In order to support a fully automated image analysis, we developed multiple steps into a combined algorithm: (1) we trained a convolutional neural network (CNN) to detect the tissue from the background glass slide at 5X magnification to limit the analysis to only the relevant regions; (2) a second tissue-level CNN at 10X to segment tumor, necrosis and non-invasive epithelial (normal, pre-invasive lesions); (3) an object-based density analysis of tumor regions to estimate the macro outlining of the entire tumor, hence defining the tumor-associated stroma; (4) a third cell-level CNN at 20X to detect and classify cells as TILs (mononuclear immune cells); and finally, (5) output result and local density calculation (heatmap) to quantify and visualize extracted information from the tissue- and cell-level models. The full pipeline is shown in Figure 1. All digital image analysis steps were developed and performed with the Visiopharm platform (Visiopharm A/S, Hørsholm, Denmark).

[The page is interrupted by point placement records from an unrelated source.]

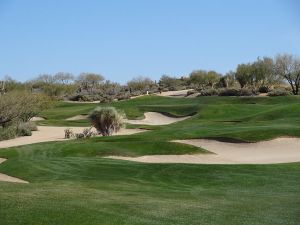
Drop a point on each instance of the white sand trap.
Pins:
(78, 117)
(79, 102)
(178, 94)
(47, 133)
(6, 178)
(154, 118)
(36, 118)
(280, 150)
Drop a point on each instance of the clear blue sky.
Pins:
(123, 39)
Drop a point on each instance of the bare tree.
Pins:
(88, 81)
(63, 78)
(288, 67)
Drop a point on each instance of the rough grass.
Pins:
(72, 184)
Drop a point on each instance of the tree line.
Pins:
(262, 75)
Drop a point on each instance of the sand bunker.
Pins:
(47, 133)
(6, 178)
(178, 94)
(280, 150)
(78, 117)
(154, 118)
(79, 102)
(36, 118)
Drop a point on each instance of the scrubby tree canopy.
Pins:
(106, 120)
(288, 67)
(141, 84)
(201, 79)
(21, 106)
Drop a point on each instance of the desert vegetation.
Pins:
(106, 120)
(272, 76)
(17, 108)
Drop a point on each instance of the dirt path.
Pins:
(154, 118)
(280, 150)
(47, 133)
(151, 118)
(6, 178)
(178, 94)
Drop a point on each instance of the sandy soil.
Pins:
(6, 178)
(181, 93)
(47, 133)
(94, 102)
(78, 117)
(280, 150)
(36, 118)
(154, 118)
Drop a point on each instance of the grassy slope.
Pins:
(69, 185)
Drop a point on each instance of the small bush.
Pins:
(123, 96)
(236, 92)
(229, 92)
(24, 129)
(68, 133)
(209, 92)
(106, 120)
(246, 92)
(279, 92)
(191, 92)
(263, 89)
(8, 133)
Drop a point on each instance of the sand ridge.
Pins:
(78, 117)
(280, 150)
(154, 118)
(48, 133)
(177, 94)
(6, 178)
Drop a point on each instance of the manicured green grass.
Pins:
(71, 184)
(245, 118)
(88, 190)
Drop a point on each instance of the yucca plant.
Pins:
(106, 120)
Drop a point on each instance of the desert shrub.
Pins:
(229, 92)
(8, 133)
(18, 107)
(123, 96)
(87, 132)
(209, 92)
(279, 92)
(236, 92)
(85, 98)
(246, 92)
(191, 92)
(24, 129)
(106, 120)
(263, 89)
(68, 133)
(107, 99)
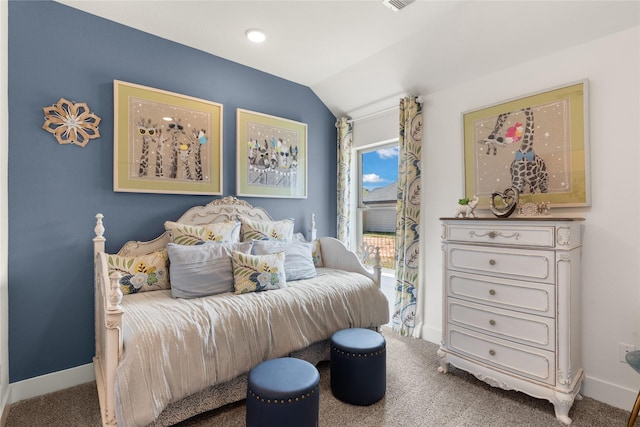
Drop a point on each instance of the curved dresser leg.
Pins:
(444, 367)
(562, 405)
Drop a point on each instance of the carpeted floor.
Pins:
(417, 395)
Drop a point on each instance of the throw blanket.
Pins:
(176, 347)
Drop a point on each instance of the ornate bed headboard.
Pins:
(227, 208)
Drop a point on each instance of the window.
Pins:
(377, 195)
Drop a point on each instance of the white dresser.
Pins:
(512, 304)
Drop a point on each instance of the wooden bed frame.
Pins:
(109, 311)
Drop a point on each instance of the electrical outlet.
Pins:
(623, 349)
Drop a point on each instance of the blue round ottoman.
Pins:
(283, 392)
(358, 366)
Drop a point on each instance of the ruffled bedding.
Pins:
(176, 347)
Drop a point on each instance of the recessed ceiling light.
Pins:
(255, 35)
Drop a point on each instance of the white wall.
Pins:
(4, 232)
(610, 255)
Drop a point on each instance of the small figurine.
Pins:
(466, 208)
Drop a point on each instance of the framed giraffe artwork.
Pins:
(165, 142)
(537, 145)
(271, 156)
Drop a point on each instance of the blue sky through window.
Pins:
(380, 167)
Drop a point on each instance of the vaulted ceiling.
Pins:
(358, 56)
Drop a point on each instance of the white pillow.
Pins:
(298, 263)
(267, 230)
(219, 232)
(202, 270)
(255, 273)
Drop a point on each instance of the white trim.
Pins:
(49, 383)
(4, 211)
(595, 388)
(611, 394)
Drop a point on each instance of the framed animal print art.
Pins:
(271, 156)
(165, 142)
(537, 145)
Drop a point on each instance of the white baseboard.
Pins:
(49, 383)
(4, 408)
(611, 394)
(595, 388)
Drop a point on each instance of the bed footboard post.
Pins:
(98, 241)
(108, 324)
(312, 228)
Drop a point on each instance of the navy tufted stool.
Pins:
(283, 392)
(358, 366)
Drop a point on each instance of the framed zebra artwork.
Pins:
(271, 156)
(165, 142)
(536, 145)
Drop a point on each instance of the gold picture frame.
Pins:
(537, 143)
(165, 142)
(271, 156)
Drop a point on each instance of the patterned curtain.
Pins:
(345, 139)
(408, 217)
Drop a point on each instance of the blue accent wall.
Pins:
(55, 190)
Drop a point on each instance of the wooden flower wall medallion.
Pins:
(71, 123)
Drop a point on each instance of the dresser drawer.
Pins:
(507, 324)
(529, 362)
(502, 234)
(527, 297)
(534, 265)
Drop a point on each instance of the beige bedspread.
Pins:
(176, 347)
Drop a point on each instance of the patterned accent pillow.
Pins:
(219, 232)
(298, 262)
(267, 230)
(316, 254)
(202, 270)
(255, 273)
(142, 273)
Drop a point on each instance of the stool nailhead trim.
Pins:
(348, 353)
(289, 400)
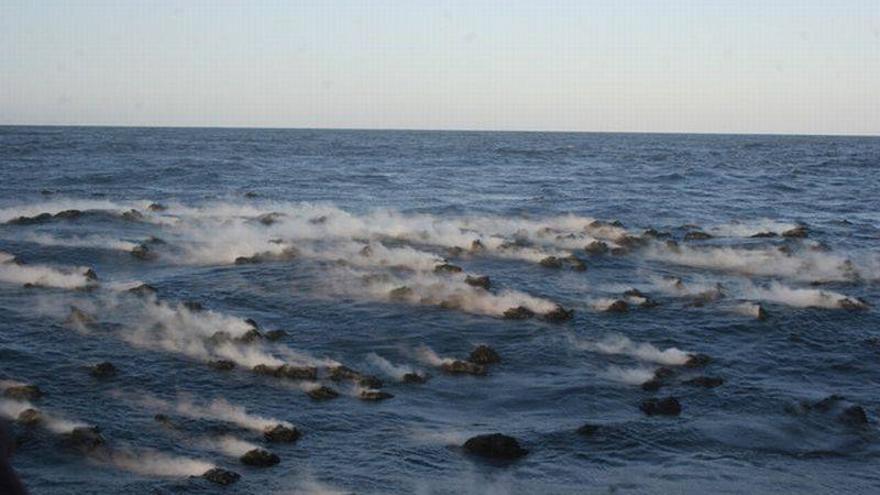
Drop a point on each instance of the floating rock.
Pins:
(322, 393)
(222, 364)
(668, 406)
(705, 381)
(596, 247)
(103, 370)
(697, 235)
(551, 262)
(374, 395)
(495, 446)
(86, 437)
(281, 433)
(482, 282)
(559, 314)
(518, 313)
(458, 367)
(447, 268)
(221, 476)
(259, 458)
(23, 392)
(483, 354)
(798, 232)
(30, 417)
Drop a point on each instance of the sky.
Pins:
(771, 66)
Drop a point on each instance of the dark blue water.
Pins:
(411, 196)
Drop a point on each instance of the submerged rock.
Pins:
(668, 406)
(23, 392)
(518, 313)
(281, 433)
(259, 458)
(105, 369)
(495, 446)
(221, 476)
(458, 367)
(483, 282)
(483, 354)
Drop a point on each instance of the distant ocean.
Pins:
(735, 274)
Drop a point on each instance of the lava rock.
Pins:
(668, 406)
(483, 354)
(259, 458)
(221, 476)
(495, 446)
(281, 433)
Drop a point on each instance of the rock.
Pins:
(697, 361)
(30, 417)
(696, 235)
(458, 367)
(495, 446)
(86, 437)
(322, 393)
(668, 406)
(798, 232)
(705, 381)
(482, 282)
(23, 392)
(414, 378)
(596, 247)
(588, 430)
(518, 313)
(221, 476)
(559, 314)
(274, 335)
(551, 262)
(103, 370)
(143, 290)
(281, 433)
(447, 268)
(222, 364)
(483, 354)
(618, 306)
(374, 395)
(259, 458)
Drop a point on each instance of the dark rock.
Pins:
(495, 446)
(697, 235)
(103, 370)
(447, 268)
(274, 335)
(30, 417)
(281, 433)
(483, 354)
(596, 247)
(518, 313)
(482, 282)
(23, 392)
(322, 393)
(222, 365)
(668, 406)
(458, 367)
(798, 232)
(374, 395)
(559, 314)
(705, 381)
(551, 262)
(259, 458)
(221, 476)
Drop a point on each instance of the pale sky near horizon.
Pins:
(794, 67)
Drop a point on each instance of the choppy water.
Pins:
(413, 197)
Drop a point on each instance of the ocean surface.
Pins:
(334, 237)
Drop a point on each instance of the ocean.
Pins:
(736, 274)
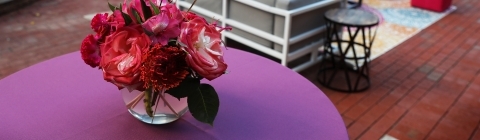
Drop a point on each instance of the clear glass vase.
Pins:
(166, 110)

We trained all CNNs with a VGG-based encoder pre-trained on ImageNet [35], where the tissue- and cell-level models use DeepLabV3 [36] and U-Net [37] inspired decoders, respectively. We applied random color augmentation (brightness, contrast, hue, and saturation), H&E stain augmentation [38], and spatial transformation (rotation, flipping). See Section 2.3 for more information on the dataset development used for these models.

To define the tumor-associated stroma, we evaluated the local accumulated tumor area using a fixed circular kernel (radius = 750 µm) combined with morphological operations (closing/opening). The approach was designed to mimic how the pathologist would draw the macro outline of the entire tumor. We included a margin of 250 µm from the border of the tumor into the surrounding stroma. This approximation of the margin aligns with the TIL-WG guideline on including the invasive margin.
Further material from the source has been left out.